Николо пожал плечами.
– Спроси ее.
– Господи, – выдохнул Николо. – Я не хочу быть монахиней.
– Я и не предлагаю тебя становиться монахиней, – сказал Алессандро. – Я ничего тебе не предлагаю. Я просто говорю, что интеллект бесполезен, если он не удерживается в жестких рамках умерщвлением плоти с тем, чтобы он мог служить душе. Вот и все. Интеллект отвечает за работу мысли. Тело танцует. И душа поет. Песню, простую песню. Когда любовь и воспоминания переполняют тебя, душа, тоже переполненная, взмывает ввысь и проделывает это в простой песне.
– Откуда вы это знаете?
– Я ее слышал.
– И о чем же она?
– В ней говорится, что в самом конце жизни, когда ты фильтруешь все, что знаешь, у тебя остается только одно-единственное, что может путешествовать с тобой, хотя только Господь
– И как это понимать? – спросил Николо. – Вы всегда вот так говорите. Дайте мне хоть один конкретный пример.

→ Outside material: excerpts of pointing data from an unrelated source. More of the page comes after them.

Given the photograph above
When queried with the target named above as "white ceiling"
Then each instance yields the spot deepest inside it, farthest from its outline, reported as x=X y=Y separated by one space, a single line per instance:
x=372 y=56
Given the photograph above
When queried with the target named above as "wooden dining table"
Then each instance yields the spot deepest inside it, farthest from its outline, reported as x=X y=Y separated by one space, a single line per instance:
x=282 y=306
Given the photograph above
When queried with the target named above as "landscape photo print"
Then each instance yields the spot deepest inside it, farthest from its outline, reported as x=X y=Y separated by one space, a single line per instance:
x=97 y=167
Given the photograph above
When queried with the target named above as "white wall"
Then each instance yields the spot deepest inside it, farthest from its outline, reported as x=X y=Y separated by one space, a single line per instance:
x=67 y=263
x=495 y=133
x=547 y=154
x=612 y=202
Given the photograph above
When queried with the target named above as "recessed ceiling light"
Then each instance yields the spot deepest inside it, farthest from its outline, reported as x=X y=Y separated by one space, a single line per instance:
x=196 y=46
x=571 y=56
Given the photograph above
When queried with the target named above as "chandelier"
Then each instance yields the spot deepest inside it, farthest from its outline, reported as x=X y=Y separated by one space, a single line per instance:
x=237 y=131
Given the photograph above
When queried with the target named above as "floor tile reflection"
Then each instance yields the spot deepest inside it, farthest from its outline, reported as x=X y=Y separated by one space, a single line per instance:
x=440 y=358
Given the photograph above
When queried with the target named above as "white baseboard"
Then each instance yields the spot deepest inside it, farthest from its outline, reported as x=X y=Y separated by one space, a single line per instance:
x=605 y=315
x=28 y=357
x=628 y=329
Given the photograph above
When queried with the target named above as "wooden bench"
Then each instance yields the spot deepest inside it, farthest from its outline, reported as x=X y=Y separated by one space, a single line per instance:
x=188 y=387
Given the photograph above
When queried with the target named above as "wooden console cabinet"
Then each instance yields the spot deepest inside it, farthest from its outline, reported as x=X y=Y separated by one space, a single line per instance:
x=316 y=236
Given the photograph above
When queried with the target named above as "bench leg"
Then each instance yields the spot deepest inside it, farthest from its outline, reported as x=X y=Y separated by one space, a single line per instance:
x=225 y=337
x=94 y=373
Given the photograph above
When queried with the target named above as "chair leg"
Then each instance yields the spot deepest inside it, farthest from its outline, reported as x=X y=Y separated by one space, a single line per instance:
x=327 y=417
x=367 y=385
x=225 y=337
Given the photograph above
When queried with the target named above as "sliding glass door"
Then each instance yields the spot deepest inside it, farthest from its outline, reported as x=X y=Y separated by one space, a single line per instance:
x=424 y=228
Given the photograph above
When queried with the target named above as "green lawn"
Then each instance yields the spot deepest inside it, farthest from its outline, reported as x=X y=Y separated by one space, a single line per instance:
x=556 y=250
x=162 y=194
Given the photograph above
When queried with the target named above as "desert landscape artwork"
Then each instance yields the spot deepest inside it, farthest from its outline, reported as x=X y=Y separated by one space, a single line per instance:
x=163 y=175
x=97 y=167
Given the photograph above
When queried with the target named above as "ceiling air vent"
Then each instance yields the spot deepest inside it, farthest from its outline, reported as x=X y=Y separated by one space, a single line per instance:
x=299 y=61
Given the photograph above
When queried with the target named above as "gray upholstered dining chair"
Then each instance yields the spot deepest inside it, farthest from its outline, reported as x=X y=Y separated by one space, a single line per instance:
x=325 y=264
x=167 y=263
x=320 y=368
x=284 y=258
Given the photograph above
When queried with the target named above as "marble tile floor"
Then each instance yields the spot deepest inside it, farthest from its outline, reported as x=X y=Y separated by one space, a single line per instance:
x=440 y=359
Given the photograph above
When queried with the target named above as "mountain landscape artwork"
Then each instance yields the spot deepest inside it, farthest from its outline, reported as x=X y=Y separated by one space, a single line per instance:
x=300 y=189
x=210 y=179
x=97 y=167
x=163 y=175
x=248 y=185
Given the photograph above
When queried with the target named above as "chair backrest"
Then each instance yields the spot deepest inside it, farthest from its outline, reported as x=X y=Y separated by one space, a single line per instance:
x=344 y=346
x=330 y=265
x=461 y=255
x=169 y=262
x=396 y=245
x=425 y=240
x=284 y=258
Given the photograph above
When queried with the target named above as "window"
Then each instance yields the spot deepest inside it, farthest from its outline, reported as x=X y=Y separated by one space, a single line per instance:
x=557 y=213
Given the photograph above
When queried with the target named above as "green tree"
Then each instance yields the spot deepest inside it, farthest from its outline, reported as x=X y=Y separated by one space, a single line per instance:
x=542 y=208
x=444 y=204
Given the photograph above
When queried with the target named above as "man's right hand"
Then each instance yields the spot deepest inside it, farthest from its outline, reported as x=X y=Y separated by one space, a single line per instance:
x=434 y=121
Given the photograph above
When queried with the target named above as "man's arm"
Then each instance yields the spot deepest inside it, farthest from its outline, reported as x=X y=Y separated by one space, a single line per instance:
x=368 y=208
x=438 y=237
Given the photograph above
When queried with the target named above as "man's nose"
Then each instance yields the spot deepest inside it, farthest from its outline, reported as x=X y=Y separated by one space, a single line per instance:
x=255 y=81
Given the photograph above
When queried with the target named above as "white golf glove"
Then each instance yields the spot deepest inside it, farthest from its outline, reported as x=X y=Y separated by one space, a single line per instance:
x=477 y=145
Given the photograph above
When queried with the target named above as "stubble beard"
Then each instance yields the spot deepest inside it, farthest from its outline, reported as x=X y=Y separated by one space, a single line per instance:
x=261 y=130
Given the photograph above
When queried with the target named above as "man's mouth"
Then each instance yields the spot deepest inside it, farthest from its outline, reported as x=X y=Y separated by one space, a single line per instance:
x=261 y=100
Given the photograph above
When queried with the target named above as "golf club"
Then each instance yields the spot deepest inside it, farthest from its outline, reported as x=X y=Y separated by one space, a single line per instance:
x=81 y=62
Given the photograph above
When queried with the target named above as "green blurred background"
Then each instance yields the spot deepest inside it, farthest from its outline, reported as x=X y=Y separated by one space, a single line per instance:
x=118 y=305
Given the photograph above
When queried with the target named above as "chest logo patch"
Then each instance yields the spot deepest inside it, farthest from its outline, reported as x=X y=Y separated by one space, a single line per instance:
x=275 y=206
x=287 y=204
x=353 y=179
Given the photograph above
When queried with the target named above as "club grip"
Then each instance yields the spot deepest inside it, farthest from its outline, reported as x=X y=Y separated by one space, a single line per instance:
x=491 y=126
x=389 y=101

– Ты про это одно-единственное?
– Да, про это.
– Это не вещь.
– Мне все равно, приведите пример, приведите.
– Хорошо. – Алессандро смотрел на залитый лунным светом городок, на посеребренные склоны холмов и недавно скошенные поля. – Вот тебе крохотный пример, один из миллионов, микроскопический, но он подпадает под то единственное, о чем я говорил. У меня есть настольный ежедневник, книга в кожаном переплете, которая лежит открытой у моего правого локтя. Это вещь. Теперь, когда я стал старым, ежедневник практически пуст. Но я каждый год покупаю новый – по привычке, и когда с кем-то встречаюсь, эта запись выделяется на пустых страницах, как корабль, затертый во льдах Северного полюса. В еженедельнике есть красная тесемка-закладка, и почти пятьдесят лет эта ленточка лежала в зазоре между страницами, прямая, как линия отвеса. Недавно я потянулся к телефонному аппарату правой рукой, чтобы ответить на звонок, а в левой держал открытый ежедневник. Не смотрел на него и сдвинул тесемку на станицу, она скрутилась и легла под углом в сорок пять градусов. Закончив разговор и положив ежедневник на стол, я заметил тесемку. У нее была своя жизнь, независимая от моих привычек, намерений, стремления к порядку, идей и практических действий. Тесемка пересекала страницу, как трепещущий на ветру флаг, как колонна огня.
– И что это означает?
– Иногда ежедневник говорит мне, что я не один. И даже если не говорит, я хочу в это верить, потому что со временем становится очень больно одному, хотя к этому так привыкаешь, что едва терпишь что-то еще. Когда ты один, очень хочется скрасить одиночество, и ты готов обнять то, что добываешь из воздуха. Ты находишь спасение в значениях, до которых раньше бы не додумался, а для этого лучше вставать рано утром, когда голова чистая, а сердце нежное.
– Этого недостаточно.
– Думаешь, нет?
– Да.
– Почему?
– Это все интеллект!
– Ага! – воскликнул Алессандро Джулиани. – И чего-то ему не хватает?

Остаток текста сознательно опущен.